A new report from the University of Michigan's Center for Local, State, and Urban Policy (CLOSUP) presents the opinions of local government leaders on law enforcement services in their community, including perceptions of crime, satisfaction with and funding for law enforcement services, and more.

The Fall 2015 Michigan Public Policy Survey (MPPS) surveyed local government leaders from 1,418 Michigan jurisdictions (counties, cities, townships, and villages) regarding law enforcement issues in their jurisdictions. The results from the survey show that local government leaders generally express high levels of satisfaction with law enforcement provided in their jurisdiction, and also believe the citizens in their jurisdiction are satisfied with law enforcement services, if at slightly lower levels than the leaders’ own satisfaction.

The full report is available on the CLOSUP homepage: http://closup.umich.edu.

Key Findings:

Statewide, over half (54%) of local leaders statewide say drug crimes are a problem in their community, and 48% say property crimes such as burglary, vandalism, identity theft, or embezzlement are a community problem. Violent crimes and public-order offenses like drunk driving and disorderly conduct are seen as less common.

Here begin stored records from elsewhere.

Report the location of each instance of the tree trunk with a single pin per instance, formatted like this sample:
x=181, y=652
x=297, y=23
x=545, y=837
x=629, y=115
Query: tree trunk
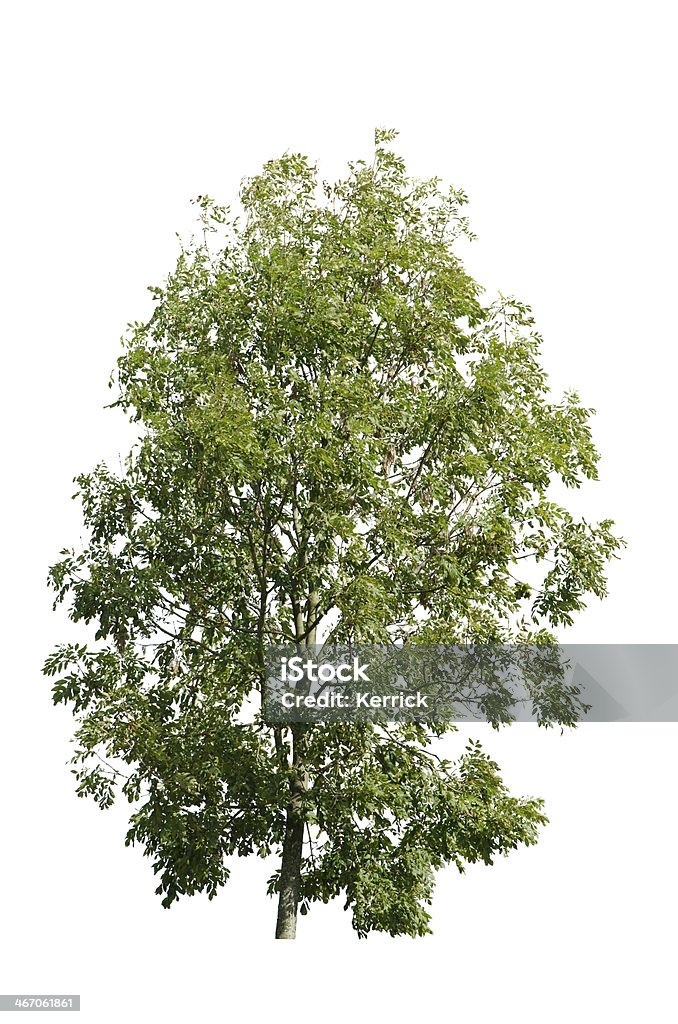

Officials from the state’s larger jurisdictions are most likely to perceive all types of crime as problems in their communities.

However, satisfaction with law enforcement services is high, with local officials statewide saying they are either somewhat or very satisfied with performance of the state police (74%), county sheriffs (79%), and local police (94%) in jurisdictions that have them.

When it comes to local law enforcement services, 28% of the state’s cities, townships, and villages provide police services directly by running their own police departments, 24% contract for law enforcement services with another provider, and 48% do neither, instead relying on the county sheriff and/or state police to respond when called.

Overall, 22% of officials say that they do not have sufficient funds to meet their law enforcement needs, and this increases to 47% among the state’s largest jurisdictions.

Meanwhile, relatively few (14%) report that their jurisdictions have recently tried and succeeded to raise local funding through millages and/or special assessments, and only 33% support pursuing additional local revenues in the near future.

More detailed information is available in the report itself.

All MPPS reports are distributed to state and local government officials and other policymakers, and they are widely cited in the media (see http://closup.umich.edu/michigan-public-policy-survey/mpps-news.php).

In addition, the CLOSUP website provides detailed tables of the data collected in all of the MPPS surveys, with the Fall 2015 data now available. The data are broken down by jurisdiction type, population size, and region of the state. These easy-to-read tables allow quick analysis for a wide range of issues and can be found at: http://closup.umich.edu/michigan-public-policy-survey/

MPPS is conducted by CLOSUP in partnership with the Michigan Association of Counties, Michigan Municipal League, and Michigan Townships Association. The survey program is unique in the country as the only ongoing survey targeted at every unit of general purpose local government across an entire state.